Background and aims Hepatic tumours in children are rare lesions, but not easy to diagnose; they are usually detected by ultrasound followed if not conclusive by more complex imaging tools, like CT or MRI scan.
The aim is to present and exemplify the role of sectional imaging represented by CT or MRI in paediatric hepatic tumoral lesions and also to extract the technical features in sectional diagnostic imaging in children.
Method All the cases presented are patients from Paediatric or Surgery Department addressed to Radiology for hepatic tumoral lesions.
All children underwent CT or MRI after ultrasound detection of hepatic lesion that was not entirely characterised by US.

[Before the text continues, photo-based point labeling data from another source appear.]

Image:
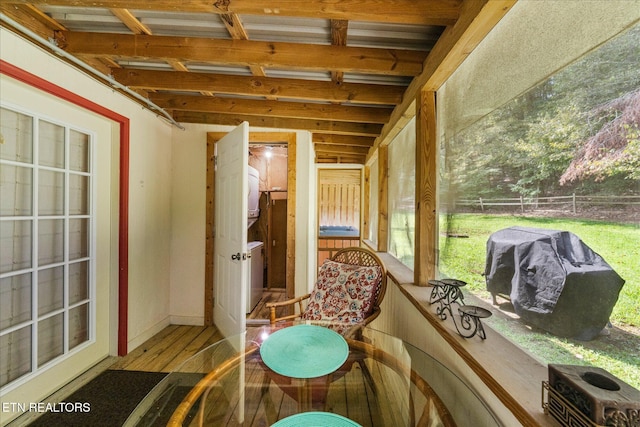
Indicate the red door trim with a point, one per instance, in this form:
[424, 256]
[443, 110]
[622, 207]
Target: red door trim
[123, 232]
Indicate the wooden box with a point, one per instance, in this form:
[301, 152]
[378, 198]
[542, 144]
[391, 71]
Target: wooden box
[600, 396]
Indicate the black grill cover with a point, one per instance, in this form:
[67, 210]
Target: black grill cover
[555, 281]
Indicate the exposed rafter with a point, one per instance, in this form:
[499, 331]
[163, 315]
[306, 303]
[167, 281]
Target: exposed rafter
[348, 71]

The small children were sedated by the anesthesiologists.
Some cases were confirmed by histology: all children that underwent surgery or/and oncology treatment.
Results CT is able to characterise hepatic focal tumoral lesions in children; it is the most accessible sectional imaging tool being less sensitive to movement’s artefacts; its limitations are related to the significant radiation absorbed by the patient.
MRI is superior in characterisation of hepatic tumours, revealing benign versus malignant criteria. It is non-irradiating so most advantageous in paediatric population, but its sensitivity to artefact’s movements and long duration are disadvantageous.
Both need specific adaptation for each age segment: dedicated paediatric protocols and technical equipments.
Conclusions CT scan and MRI are useful for the diagnostic of benign or malignant hepatic tumour in children and are mandatory for the follow-up evaluations in paediatric hepatic oncology.